Intanto, in silenzio, e' successa una cosa che nessuno aveva messo in agenda: gli agenti AI hanno superato la meta' dei venditori umani in alcune attivita' B2B. Non fisicamente, per carita'. Nessun robot ha ancora suonato il campanello con la valigetta 24 ore. Ma nelle caselle email, nelle chat, nei preventivi, la gara e' gia' cominciata. E i venditori? I venditori hanno detto "ne parliamo a settembre".

La storia di un rinvio perfetto

Prendiamo il caso, quasi vero come da prassi della testata, di un commerciale che a marzo aveva ricevuto dal direttore un invito: "Vai a vedere come funzionano questi agenti AI, prima che ti passino davanti". Risposta: "Sì, appena chiudo il trimestre". A giugno: "Sì, dopo l'estate". A luglio, con l'aria condizionata rotta e tre preventivi in sospeso: "A settembre, promesso".

Il primo settembre, quando e' tornato dalla spiaggia con la scrivania intatta, ha trovato una novita': il suo stesso CRM aveva cominciato a mandare email di follow-up da solo. E i clienti rispondevano. Non con "ci penso", ma con "va bene, quando possiamo firmare?". Il commerciale ha guardato il calendario, ha guardato lo schermo, e ha pronunciato la frase che riassume il 2026: "Ma io dovevo pensarci io".

L'agente non dice mai "ci penso"

Il problema, spiegano gli esperti che non abbiamo sentito ma che abbiamo immaginato molto bene, e' uno solo: l'agente AI non procrastina. Non ha bisogno di "carburare la mattina". Non rimanda la chiamata al lunedi'. Non ha una pila di preventivi che "sta ancora valutando". Quando gli dici "gestisci il follow-up", lo fa. Subito. E questo, per chi vive di rinvii, e' uno shock culturale paragonabile a scoprire che il cliente aveva ragione.

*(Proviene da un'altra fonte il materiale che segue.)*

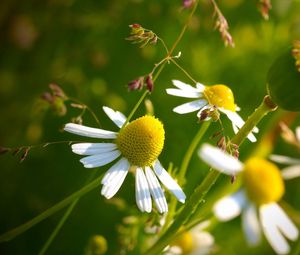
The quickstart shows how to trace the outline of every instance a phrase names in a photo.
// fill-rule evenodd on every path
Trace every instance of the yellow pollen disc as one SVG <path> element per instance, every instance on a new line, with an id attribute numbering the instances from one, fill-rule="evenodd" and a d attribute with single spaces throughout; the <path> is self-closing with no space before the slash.
<path id="1" fill-rule="evenodd" d="M 209 104 L 235 112 L 234 96 L 227 86 L 218 84 L 205 87 L 203 93 Z"/>
<path id="2" fill-rule="evenodd" d="M 165 140 L 163 124 L 152 116 L 140 117 L 117 136 L 116 144 L 122 155 L 135 166 L 150 166 L 159 156 Z"/>
<path id="3" fill-rule="evenodd" d="M 264 159 L 250 158 L 246 161 L 243 181 L 248 197 L 257 205 L 277 202 L 284 193 L 280 170 Z"/>
<path id="4" fill-rule="evenodd" d="M 193 237 L 190 232 L 183 232 L 172 243 L 173 246 L 179 246 L 182 250 L 182 254 L 189 254 L 193 249 Z"/>

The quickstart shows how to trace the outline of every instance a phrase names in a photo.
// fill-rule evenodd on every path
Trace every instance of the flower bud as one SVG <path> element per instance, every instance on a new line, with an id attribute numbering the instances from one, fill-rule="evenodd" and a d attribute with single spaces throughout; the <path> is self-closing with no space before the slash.
<path id="1" fill-rule="evenodd" d="M 154 84 L 153 84 L 151 74 L 148 74 L 147 77 L 146 77 L 146 85 L 147 85 L 148 91 L 151 93 L 153 91 L 153 88 L 154 88 Z"/>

La redazione ha provato a chiedere a un agente AI se volesse rimandare un appuntamento. Risposta: "Non ho bisogno di rimandare, ho gia' aggiornato l'agenda". Imbarazzante. Anche il "ne parliamo a settembre" piu' iconico della storia commerciale italiana, quello che si tramanda di generazione in generazione, sembra non avere effetto: l'agente risponde "nessun problema, le mando un promemoria per il primo settembre. Le va bene alle 9?". Alle 9. Di mattina. A settembre.

Chi aspettava cosa?

C'e' una domanda che i venditori non si fanno mai, e che adesso si ritrovano davanti: stavamo aspettando il momento giusto per l'AI, o stavamo aspettando che l'AI facesse il nostro lavoro? Perche' nel frattempo qualcuno ha comprato, qualcuno ha firmato, qualcuno ha rinnovato. E non e' stato un collega con la cravatta. E' stato un agente che non ha mai detto "le faccio sapere".

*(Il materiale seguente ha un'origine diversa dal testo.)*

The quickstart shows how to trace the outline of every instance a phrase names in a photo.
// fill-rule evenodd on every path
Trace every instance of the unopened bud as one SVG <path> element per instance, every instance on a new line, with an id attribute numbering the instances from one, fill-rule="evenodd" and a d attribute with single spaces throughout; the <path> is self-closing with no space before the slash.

Il paradosso e' bellissimo, nella sua tragicità: per anni ci siamo lamentati dei clienti che rimandano. E ora che esiste uno strumento che non rimanda mai, lo rimandiamo noi. "Prima studio bene", "poi lo configuro", "a settembre lo provo sul serio". A settembre, pero', gli agenti non aspettano. Si aggiornano da soli, alle tre di notte, senza chiedere permesso.

La morale, quasi vera

La morale di questa storia non e' che l'AI sostituirà i venditori. E' che sostituirà quelli che rimandano. E c'e' una differenza sottile ma decisiva: il venditore che rimanda non viene sostituito da un robot. Viene sostituito da un collega che ha detto "sì" quando gli altri dicevano "vediamo".

Quindi, se state leggendo questo articolo pensando "lo inoltro a qualcuno", fermatevi un attimo. Inoltretelo pure, ma prima rispondete alla domanda che l'agente AI farebbe: a che ora ci sentiamo? Non a settembre. Adesso.